Seingat saya, dia lahir dan diberi nama Ani oleh orang tuanya. Ani kecil sering sakit-sakitan. Maka, orang tuanya menambahkan kata tolak di depan namanya. Sejak itu, dia bernama Tolak Ani. Dan, dia tak sakit-sakitan lagi.

Saya tentu tak percaya kesehatannya membaik karena penambahan kata tolak. Itu hanya kepercayaan masyarakat setempat saja. Akibat mitos itu, ada banyak orang bernama Tolak. Dan, semakin bertambah sedikitnya dua kali lipat. Sebab, orang tua serta merta akan kehilangan namanya dan disebut dengan nama anaknya. Pa’(na) Tolak. Bapaknya Tolak.

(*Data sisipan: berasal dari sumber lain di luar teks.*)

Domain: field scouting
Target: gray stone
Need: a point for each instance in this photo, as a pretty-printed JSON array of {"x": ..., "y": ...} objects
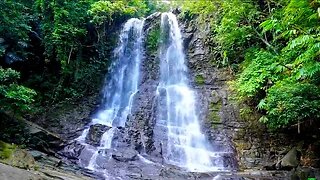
[
  {"x": 125, "y": 155},
  {"x": 290, "y": 160}
]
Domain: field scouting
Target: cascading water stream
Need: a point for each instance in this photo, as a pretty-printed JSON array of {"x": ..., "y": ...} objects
[
  {"x": 118, "y": 92},
  {"x": 187, "y": 146}
]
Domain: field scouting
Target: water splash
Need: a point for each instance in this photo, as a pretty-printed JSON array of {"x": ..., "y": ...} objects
[
  {"x": 186, "y": 144},
  {"x": 118, "y": 93}
]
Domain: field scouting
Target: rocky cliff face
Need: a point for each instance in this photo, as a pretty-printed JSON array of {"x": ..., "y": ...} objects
[
  {"x": 246, "y": 145},
  {"x": 250, "y": 145}
]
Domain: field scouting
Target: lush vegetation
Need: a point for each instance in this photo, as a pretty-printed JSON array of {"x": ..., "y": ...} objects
[
  {"x": 273, "y": 47},
  {"x": 52, "y": 50}
]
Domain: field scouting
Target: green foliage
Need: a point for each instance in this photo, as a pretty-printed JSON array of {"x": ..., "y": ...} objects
[
  {"x": 290, "y": 103},
  {"x": 106, "y": 11},
  {"x": 15, "y": 98},
  {"x": 276, "y": 45}
]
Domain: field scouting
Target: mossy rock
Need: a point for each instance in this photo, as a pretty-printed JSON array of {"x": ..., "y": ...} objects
[
  {"x": 199, "y": 79},
  {"x": 14, "y": 156}
]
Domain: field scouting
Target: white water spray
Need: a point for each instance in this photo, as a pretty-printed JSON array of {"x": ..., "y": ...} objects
[{"x": 186, "y": 144}]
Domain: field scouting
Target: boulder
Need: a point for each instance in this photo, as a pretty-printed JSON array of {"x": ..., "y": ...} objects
[
  {"x": 125, "y": 155},
  {"x": 95, "y": 133},
  {"x": 290, "y": 160}
]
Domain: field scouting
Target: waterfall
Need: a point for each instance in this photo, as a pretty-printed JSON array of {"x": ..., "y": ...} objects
[
  {"x": 186, "y": 145},
  {"x": 118, "y": 92}
]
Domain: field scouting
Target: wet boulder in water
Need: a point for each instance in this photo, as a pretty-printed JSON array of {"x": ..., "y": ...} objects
[
  {"x": 95, "y": 133},
  {"x": 125, "y": 155}
]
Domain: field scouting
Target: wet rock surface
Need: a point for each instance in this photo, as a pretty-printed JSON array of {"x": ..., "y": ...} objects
[
  {"x": 95, "y": 133},
  {"x": 139, "y": 146}
]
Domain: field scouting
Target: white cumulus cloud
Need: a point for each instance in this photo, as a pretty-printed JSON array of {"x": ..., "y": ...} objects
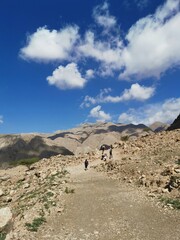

Sampean pernah dengar nama Pak Sakerah? Ia simbol keberanian dan perlawanan orang Madura. Digambarkan, ia mengenakan baju longgar hitam dengan kancing terbuka (baju pésa’an), kaus dalam bergaris merah-putih, dan bercelana hitam cingkrang (celana gomboran). Ke mana-mana selalu membawa celurit.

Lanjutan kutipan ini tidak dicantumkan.